February 21, 2017
The ICCE, which is a “non-profit making association”, features 10 OEMs in its membership, including Brother, Canon, Epson, HP Inc, Kyocera, Lexmark, OKI, Ricoh, Samsung and Xerox, and it noted that “a collaborative approach to tackling counterfeit imaging supplies” formed its activities in 2016. Last year saw it continue a campaign to “raise awareness of the growing issue of counterfeit imaging supplies”, as well as “work in collaboration with law enforcement to help pursue counterfeiters”.
The organisation claims it “went from strength-to-strength” in 2016, and “continued to expand its face-to-face education and engagement programme with law enforcement officials” across the EMEA (Europe, Middle East and Africa) through “attending or facilitating training events”. Members also “met with hundreds of police, customs officials and members of other bodies involved in the enforcement of intellectual property rights […] during the course of the year”.
It added that the coalition also “made a concerted effort to support events across Africa”, including “new counterfeit training in Kenya” as well as the United Arab Emirates (UAE) and Europe, while in the UK it “achieved significant exposure at the Interpol IP Crime Conference through a sponsorship agreement”. Training and education services alongside “its close collaboration with law enforcement” also saw a “number of successful raids during the year”.
These included one “seizing thousands of counterfeits in Ajman and Dubai in June” and another in Ras Al Khaimah in August, and “two new videos” were launched that “targeted law enforcement officials and consumers”, aiming to “help raise the profile of ICCE and its purpose”, alongside “awareness of counterfeiting and issues affecting the imaging supplies market”, with both said to have “inspired action to help combat these issues”.
Both videos were supported by Interpol as well as the UK’s HM Revenue & Customs (HMRC) and the Chartered Trading Standards Institute, with both said to have “proved very successful”, as the law enforcement video has been viewed “by officers in countries as far as Zimbabwe, Trinidad & Tobago, Mexico and Oman”. In future, the ICCE “intends to use the videos as part of its ongoing work”, with plans to launch two more in 2017.

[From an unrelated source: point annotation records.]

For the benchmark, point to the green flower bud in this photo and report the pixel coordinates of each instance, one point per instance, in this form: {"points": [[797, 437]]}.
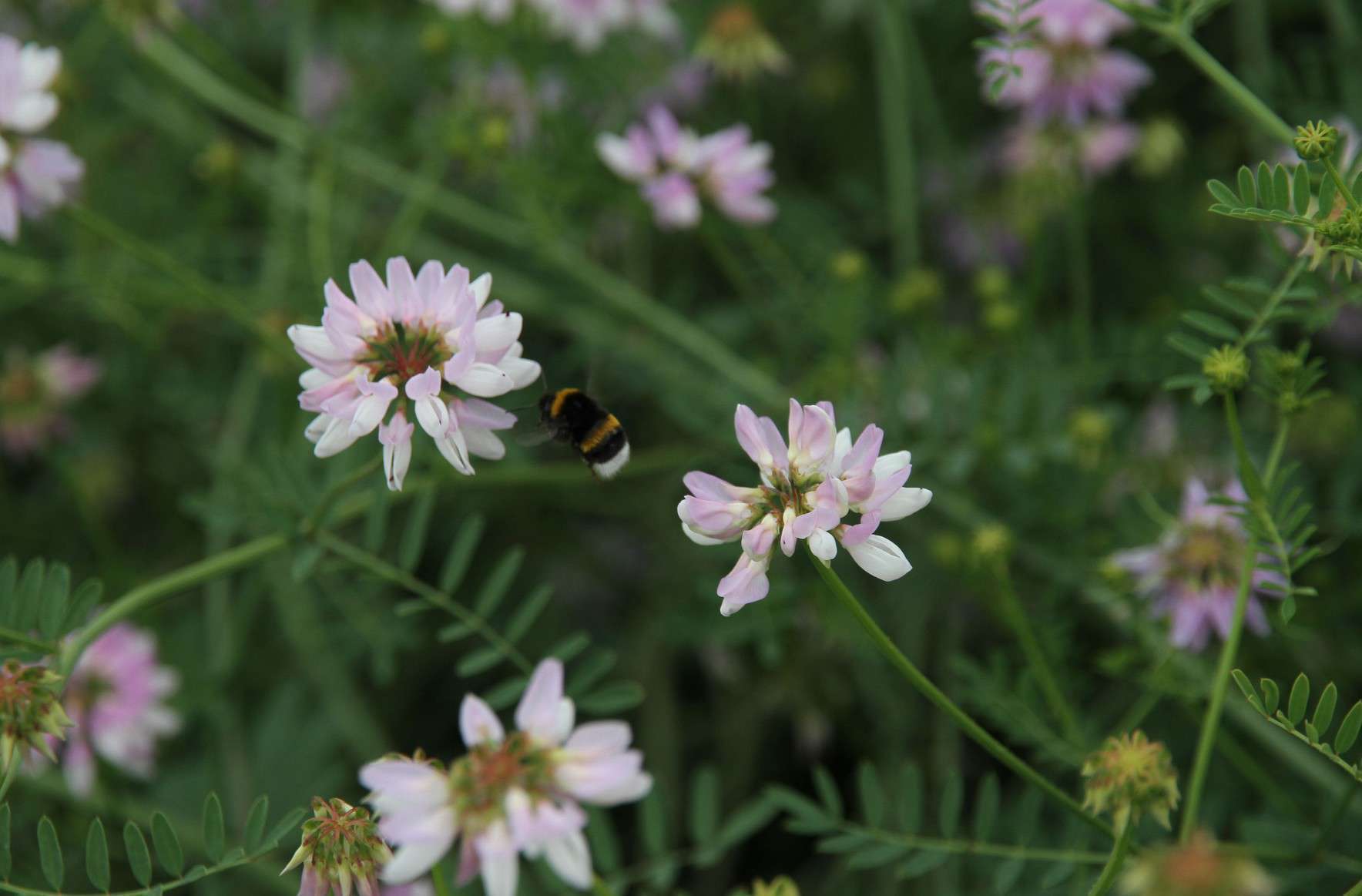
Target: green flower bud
{"points": [[1196, 867], [340, 849], [1316, 140], [1227, 368], [1131, 777], [30, 711]]}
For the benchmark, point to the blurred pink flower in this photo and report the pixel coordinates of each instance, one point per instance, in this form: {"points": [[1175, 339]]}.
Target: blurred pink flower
{"points": [[35, 175], [116, 699], [808, 488], [673, 168], [510, 794], [1067, 72], [35, 392], [411, 341], [1193, 571]]}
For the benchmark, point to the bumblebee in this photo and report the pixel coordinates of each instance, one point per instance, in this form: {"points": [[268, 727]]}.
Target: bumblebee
{"points": [[574, 417]]}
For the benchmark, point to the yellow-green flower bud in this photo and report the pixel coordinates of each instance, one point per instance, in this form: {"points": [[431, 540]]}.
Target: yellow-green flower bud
{"points": [[340, 849], [1227, 368], [1316, 140], [1131, 777], [30, 711]]}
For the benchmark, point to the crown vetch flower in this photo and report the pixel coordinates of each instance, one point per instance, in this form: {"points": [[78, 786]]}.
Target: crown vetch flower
{"points": [[432, 345], [340, 850], [675, 166], [116, 702], [1193, 571], [808, 488], [30, 713], [510, 794], [33, 394], [1067, 71], [35, 176], [1129, 777]]}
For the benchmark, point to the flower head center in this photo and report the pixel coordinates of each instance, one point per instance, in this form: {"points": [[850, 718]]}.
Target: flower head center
{"points": [[399, 351]]}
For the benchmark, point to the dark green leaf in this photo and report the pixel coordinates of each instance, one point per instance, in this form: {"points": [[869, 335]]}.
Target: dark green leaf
{"points": [[498, 583], [528, 612], [49, 853], [1222, 193], [1347, 734], [952, 800], [986, 807], [257, 817], [97, 855], [5, 857], [214, 828], [1300, 697], [613, 697], [139, 860], [414, 535], [1323, 716], [461, 555], [168, 844], [282, 827], [1207, 323], [871, 794], [1248, 195], [827, 790], [910, 798], [1271, 695]]}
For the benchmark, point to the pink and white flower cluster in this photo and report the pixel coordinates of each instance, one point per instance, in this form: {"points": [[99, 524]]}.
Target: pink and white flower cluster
{"points": [[427, 342], [1193, 571], [1068, 81], [35, 176], [116, 699], [510, 794], [585, 22], [35, 394], [675, 168], [808, 488]]}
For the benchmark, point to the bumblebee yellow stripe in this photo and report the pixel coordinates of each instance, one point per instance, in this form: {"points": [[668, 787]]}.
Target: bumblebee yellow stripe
{"points": [[559, 399], [599, 432]]}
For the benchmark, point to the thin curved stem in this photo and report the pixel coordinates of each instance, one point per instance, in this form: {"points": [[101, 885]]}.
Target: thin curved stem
{"points": [[1221, 684], [936, 697], [168, 585], [1109, 872]]}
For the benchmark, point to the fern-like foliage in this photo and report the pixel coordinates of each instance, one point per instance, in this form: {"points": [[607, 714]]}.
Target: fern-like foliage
{"points": [[39, 605], [887, 830], [495, 621], [1315, 729], [710, 834], [1273, 195], [1015, 22], [1240, 312], [45, 847]]}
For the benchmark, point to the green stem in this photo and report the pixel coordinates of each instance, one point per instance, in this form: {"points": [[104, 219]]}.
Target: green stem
{"points": [[936, 697], [23, 640], [383, 569], [1275, 454], [1080, 280], [1338, 181], [1021, 624], [1233, 88], [170, 583], [1109, 872], [1211, 722], [897, 129]]}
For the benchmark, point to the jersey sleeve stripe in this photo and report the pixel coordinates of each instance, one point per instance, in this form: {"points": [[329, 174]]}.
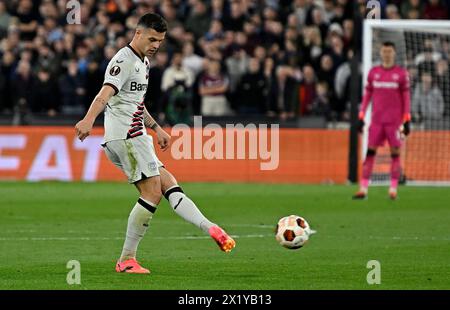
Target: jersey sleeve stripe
{"points": [[116, 91]]}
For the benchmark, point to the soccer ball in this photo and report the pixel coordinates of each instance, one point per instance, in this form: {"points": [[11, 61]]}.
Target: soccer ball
{"points": [[292, 231]]}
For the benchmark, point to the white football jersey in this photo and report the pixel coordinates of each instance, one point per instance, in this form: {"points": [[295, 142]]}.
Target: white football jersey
{"points": [[127, 73]]}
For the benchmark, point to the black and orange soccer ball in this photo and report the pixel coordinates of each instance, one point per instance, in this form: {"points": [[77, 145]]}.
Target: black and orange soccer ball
{"points": [[292, 231]]}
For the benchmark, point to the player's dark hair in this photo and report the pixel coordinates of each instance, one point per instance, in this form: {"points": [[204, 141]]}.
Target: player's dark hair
{"points": [[389, 44], [153, 21]]}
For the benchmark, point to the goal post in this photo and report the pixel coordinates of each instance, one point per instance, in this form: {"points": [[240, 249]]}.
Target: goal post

Another area of growth was its continued expansion of its “online presence to help reach its target audiences”, including “new and informative videos and news articles” on the ICCE website, YouTube and “online platforms of stakeholders”, while social media “played a significant role” in helping “engage with a wider audience about tackling counterfeit imaging supplies”, the ICCE’s Twitter followers “increasing by over 110 percent”.
Focusing on this year, the ICCE will “celebrate its 20th anniversary in its fight against fake imaging supplies”, and will “continue to expand its educational programme and awareness-raising initiatives across [the] EMEA”, as well as proceed with “further collaboration with governments, police and customs agencies to clamp down on illegal supply chains”.